Well, yet another of my latest projects. LGB's Centerflow hopper represents a Phase 1 ACF Centerflow. I made some modifications to make it a Phase 2 version. Who can pick out the modifications?

Anyway, thanks to Stan (again) for printing the decals for me.

Enjoy!










Brian B.
DT&I 1980ish


----------



## ConrailRay (Jan 2, 2008)

Brian, 

Another great looking car... Not sure of the exact differences between the proto versions, but I can see you added 2 horizontal ridges across the top of the car (flat section under walkways) and re-sheeted the cylindrical sides (probably to add the vertical seems and to get rid of the big horizontal bump-out that is normally there). 

-Ray


----------



## DTI356 (Jan 3, 2008)

Ray,
Good eye. Except I didn't resheet the sides. I scraped and sanded the horizontal angle bracket off of the side and just added the vertical weld seams with strips of styrene. The USA Trains car is a phase 2 car but is the longer 4 bay version (less for the grain industry and more for the plastics industry)

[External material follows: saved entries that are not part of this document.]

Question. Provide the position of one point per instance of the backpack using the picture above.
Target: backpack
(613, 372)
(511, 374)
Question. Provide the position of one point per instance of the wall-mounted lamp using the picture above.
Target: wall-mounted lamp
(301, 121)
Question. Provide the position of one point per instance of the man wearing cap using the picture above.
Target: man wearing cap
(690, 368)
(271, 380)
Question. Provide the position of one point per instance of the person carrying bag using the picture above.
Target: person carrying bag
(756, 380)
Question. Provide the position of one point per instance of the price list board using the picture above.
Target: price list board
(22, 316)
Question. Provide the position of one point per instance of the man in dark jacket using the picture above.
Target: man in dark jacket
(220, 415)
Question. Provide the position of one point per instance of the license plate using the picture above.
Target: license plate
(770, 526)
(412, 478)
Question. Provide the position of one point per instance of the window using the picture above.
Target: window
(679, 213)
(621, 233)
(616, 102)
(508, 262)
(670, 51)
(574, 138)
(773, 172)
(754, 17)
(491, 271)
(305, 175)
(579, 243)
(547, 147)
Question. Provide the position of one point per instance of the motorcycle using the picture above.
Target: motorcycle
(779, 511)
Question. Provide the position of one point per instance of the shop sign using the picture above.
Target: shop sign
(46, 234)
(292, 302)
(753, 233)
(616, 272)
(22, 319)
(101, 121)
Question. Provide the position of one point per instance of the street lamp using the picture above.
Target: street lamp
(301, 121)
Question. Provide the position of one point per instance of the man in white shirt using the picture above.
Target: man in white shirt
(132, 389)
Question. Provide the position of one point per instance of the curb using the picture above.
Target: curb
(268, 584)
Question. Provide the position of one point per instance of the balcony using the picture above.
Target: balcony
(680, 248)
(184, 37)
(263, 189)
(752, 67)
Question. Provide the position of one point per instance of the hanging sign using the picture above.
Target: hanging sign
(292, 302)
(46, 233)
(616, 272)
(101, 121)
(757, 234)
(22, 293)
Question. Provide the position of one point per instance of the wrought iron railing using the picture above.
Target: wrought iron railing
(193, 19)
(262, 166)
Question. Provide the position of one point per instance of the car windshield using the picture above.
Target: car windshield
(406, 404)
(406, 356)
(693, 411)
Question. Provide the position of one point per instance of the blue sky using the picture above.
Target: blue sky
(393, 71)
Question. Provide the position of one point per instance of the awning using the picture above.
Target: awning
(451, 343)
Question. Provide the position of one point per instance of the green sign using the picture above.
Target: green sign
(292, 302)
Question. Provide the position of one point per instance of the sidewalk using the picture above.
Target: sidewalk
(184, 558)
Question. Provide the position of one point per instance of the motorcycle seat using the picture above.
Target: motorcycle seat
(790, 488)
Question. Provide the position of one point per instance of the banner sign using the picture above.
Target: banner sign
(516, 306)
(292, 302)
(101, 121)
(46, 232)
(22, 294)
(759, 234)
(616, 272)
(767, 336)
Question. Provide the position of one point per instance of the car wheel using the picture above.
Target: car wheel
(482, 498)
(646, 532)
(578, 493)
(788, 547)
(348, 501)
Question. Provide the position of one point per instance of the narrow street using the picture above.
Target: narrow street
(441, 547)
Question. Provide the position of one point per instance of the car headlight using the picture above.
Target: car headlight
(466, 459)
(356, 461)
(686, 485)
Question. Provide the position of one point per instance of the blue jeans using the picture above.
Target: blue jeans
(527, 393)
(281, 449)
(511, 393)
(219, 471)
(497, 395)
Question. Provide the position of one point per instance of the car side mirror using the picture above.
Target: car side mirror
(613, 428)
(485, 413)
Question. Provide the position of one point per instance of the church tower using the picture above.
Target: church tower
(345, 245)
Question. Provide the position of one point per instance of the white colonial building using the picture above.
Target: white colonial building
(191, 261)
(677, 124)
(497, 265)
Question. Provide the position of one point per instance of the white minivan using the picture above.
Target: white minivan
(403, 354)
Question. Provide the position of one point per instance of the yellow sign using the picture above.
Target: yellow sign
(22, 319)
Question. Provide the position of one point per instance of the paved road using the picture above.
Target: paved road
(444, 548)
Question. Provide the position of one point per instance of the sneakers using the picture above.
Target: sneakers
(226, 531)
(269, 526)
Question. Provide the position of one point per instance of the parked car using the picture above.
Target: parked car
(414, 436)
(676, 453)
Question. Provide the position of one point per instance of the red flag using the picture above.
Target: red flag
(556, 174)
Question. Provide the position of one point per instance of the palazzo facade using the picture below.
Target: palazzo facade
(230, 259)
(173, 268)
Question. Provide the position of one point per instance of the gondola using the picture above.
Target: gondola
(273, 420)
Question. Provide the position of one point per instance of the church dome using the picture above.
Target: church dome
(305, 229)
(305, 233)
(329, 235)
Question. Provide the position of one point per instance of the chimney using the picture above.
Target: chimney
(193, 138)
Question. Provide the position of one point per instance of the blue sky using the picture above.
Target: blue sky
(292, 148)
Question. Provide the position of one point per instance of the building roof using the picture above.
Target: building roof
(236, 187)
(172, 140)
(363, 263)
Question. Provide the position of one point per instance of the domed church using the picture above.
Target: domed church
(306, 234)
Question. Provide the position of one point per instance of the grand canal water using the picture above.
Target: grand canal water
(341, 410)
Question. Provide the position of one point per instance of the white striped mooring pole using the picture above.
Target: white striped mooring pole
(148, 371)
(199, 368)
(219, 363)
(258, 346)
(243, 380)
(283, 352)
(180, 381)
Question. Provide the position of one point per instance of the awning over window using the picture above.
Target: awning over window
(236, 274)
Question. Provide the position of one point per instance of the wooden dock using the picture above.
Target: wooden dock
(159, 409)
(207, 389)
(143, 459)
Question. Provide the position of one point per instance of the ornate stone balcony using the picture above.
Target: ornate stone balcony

Here's an in progress picture it shows the 2 horizontal ribs you pointed out, the weld seams and the rivets at the top of the side ladders (all white styrene pieces). It's a pretty simple conversion and adds a bit of variety to the fleet.










This is an example of an original LGB  (ACF Phase 1) car. I just removed the Pennsylvania lettering and added my own decals. Too bad LGB will never offer this plain of a paint scheme.









Brian B.
DT&I 1980ish


----------



## bnsfconductor (Jan 3, 2008)

what about the hopper gates? They don't look like the big LGB ones that open? Are they modified USA?


----------



## DTI356 (Jan 3, 2008)

BNSF, 

They're the stock LGB gates.....I thought the USA Trains gates were way oversized. Neither one is very impressive - scalewise....but the LGB do work well and I'll leave them because I may use them for real in the future. 

Brian B.


----------



## bnsfconductor (Jan 3, 2008)

I couldn't tell from the picture, but wasn't sure. Although the LGB ones are a little oversized it helps with the 'play' factor as I enjoy loading my cars with 
real loads to ship. I'm still trying to find a small sized bead to suggest grain products, but I think it's neat when the shipper can recieve a fully loaded car, and then have the industry unload! All of my industries on my layout will have operating functions as they get built. 
Craig


----------